File Formats 2a Minutes
Notes on session File Formats 2A
Discussion on the formulation and application of “FAIR” principles of data (Findable, Accessible, Interoperable and Reusable) for ORSO standard reduced data files
- agreement that historical information is needed on provenance (who was the experimenter, when, etc) even if this is not part of the analysis needs
JS: from an earlier session, there was agreement that not all data/metadata needs to be in one file, but that there can be links or references to other sources of data.
AG: completeness can refer just to the reflectometry part of the data, not necessarily to the sample information and quantities not needed for analyzing reflectometry data.
short discussion on how facility data policy affects FAIR principles:
JS: data are currently freely available at PSI for immediate download, but in the near future will be immediately embargoed (even from access by instrument responsibles) for 3 years.
this embargo can be opted out by the user
leads to situation where instrument responsibles are asking for data access for every experiment from the users
makes “accessible” part of FAIR hard
AR: while some papers are now requiring supporting or raw data for publications, they frequently cannot handle the large data sets that actually happen. So users rely on facilities to host the data.
- quite a few facilities make it difficult to lift the access barriers to data.
BM: surprised that data are being more locked down, given the spreading of FAIR principles
AG: this change in policy is because of FAIR (trying to apply rules that were never really enforced, while trying to meet FAIR requirements)
short discussion on “correctness” of terminology used:
JS: we are wanting to define things as physical quantities in the files when they really are not, e.g. R is not the true reflectivity of a sample but is combined with resolution effects etc.
AG: other techniques use the name of the physical quantity even when it is a measured quantity with resolution etc.
BM: correctness in terminology is less important to me than explicitness
resolution and “extended” or “derived” quantities
from previous discussion, A. Nelson and others may want lookup tables for Q resolution for each point (or in fact theta and lambda resolution tables for each point)
JS: this is too much for current analysis packages to handle
AR: software should support current capabilities and future needs.
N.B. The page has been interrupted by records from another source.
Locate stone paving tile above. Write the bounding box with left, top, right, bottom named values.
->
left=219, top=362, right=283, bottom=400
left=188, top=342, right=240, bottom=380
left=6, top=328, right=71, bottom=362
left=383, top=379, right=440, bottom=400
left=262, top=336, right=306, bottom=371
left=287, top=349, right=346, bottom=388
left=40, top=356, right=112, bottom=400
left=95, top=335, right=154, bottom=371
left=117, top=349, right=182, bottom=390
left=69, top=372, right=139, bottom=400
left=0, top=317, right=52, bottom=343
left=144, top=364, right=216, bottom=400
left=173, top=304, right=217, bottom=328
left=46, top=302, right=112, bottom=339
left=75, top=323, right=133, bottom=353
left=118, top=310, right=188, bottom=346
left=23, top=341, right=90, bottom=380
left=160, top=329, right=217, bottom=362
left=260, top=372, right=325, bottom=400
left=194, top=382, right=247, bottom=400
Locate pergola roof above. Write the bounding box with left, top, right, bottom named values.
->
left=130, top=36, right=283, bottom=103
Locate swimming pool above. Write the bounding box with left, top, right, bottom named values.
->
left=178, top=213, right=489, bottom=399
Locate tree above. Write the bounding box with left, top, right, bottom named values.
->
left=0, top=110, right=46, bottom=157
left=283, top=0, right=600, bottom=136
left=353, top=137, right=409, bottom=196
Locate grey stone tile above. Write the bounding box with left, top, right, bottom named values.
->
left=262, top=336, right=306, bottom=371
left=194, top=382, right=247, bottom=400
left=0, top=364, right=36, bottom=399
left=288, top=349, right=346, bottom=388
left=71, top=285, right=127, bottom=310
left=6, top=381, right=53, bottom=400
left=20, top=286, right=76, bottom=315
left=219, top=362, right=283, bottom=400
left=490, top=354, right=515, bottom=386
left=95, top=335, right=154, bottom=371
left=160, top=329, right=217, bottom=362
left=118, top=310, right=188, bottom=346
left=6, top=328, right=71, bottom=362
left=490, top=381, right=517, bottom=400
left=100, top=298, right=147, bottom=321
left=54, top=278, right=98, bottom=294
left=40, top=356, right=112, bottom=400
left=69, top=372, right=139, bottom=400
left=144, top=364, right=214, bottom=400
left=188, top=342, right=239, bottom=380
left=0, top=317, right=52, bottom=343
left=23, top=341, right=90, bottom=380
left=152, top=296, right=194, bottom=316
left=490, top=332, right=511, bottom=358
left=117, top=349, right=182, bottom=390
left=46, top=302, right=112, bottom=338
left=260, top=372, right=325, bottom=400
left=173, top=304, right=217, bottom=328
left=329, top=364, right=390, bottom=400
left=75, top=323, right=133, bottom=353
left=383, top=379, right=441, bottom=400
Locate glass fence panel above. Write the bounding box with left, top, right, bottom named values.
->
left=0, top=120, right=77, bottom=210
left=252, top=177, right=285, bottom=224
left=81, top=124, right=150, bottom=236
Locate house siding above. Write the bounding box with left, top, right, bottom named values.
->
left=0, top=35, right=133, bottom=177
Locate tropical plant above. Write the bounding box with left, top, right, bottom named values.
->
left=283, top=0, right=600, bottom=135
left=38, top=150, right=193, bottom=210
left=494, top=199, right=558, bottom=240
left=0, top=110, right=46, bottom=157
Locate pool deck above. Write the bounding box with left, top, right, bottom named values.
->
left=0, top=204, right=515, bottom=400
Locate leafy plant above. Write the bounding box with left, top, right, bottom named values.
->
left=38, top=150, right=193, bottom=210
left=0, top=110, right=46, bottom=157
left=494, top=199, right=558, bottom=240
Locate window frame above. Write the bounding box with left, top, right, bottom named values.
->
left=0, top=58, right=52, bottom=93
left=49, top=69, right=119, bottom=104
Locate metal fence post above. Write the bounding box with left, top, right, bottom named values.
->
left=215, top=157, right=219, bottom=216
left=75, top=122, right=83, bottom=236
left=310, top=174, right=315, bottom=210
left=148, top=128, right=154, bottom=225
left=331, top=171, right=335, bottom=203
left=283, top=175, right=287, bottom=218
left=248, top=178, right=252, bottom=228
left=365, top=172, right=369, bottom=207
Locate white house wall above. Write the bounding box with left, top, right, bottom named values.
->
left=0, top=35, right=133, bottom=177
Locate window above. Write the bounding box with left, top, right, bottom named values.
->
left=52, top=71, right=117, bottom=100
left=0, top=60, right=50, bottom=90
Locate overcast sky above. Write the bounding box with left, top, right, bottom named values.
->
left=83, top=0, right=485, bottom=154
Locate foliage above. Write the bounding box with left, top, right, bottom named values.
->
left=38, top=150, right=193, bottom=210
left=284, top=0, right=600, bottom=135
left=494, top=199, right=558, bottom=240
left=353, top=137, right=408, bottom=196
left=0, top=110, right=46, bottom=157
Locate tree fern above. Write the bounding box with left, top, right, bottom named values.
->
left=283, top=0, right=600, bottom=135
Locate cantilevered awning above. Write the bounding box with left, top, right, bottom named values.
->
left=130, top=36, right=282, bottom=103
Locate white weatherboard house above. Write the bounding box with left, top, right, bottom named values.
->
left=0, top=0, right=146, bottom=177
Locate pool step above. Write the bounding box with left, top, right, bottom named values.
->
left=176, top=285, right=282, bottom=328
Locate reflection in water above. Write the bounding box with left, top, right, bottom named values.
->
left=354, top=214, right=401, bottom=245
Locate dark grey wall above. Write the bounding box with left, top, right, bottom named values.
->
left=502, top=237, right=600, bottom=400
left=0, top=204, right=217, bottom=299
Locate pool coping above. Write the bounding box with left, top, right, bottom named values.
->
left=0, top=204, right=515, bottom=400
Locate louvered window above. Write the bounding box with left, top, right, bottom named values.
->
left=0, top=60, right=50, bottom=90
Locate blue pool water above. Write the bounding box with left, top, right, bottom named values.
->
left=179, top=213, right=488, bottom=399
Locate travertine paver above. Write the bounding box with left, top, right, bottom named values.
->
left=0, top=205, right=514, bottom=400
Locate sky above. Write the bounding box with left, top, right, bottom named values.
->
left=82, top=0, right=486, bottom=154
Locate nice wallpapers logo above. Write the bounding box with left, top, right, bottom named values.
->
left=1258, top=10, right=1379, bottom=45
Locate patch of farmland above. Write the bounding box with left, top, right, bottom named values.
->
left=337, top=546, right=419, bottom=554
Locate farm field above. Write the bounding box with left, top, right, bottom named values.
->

- if Gaussian representation of resolution is one of our standard “required elements” in a data file, it could be included also (derived from the distribution)
JS: this raises a larger point about redundant information in a data file: do we need to identify which are “master” columns/quantities and which are “derived”
AR: some quantities are better-defined and more traceable, can we indicate which values are calculated and which ones are traceable (and calibrated?)
AR: being able to indicate “primary” x-coordinate and errors can be helpful
JS: do we need to house all raw data in reduced file to make it “reusable”?
- this can make the files quite large and complicated
AG: in modern files this is less of a concern
BM: in most discussions they are looking for metadata, not data when referring to reusability principle
AR: need version information on reduction operations used on the data (sometimes these operations are changed by the instrument responsibles at a later date – important to know which algorithms were used to produce reduced data)
documentation on data reduction modules is not easy to find in general (often just code, even when available)
can we develop a stylized language and descriptors to make documentation of reduction steps more clear?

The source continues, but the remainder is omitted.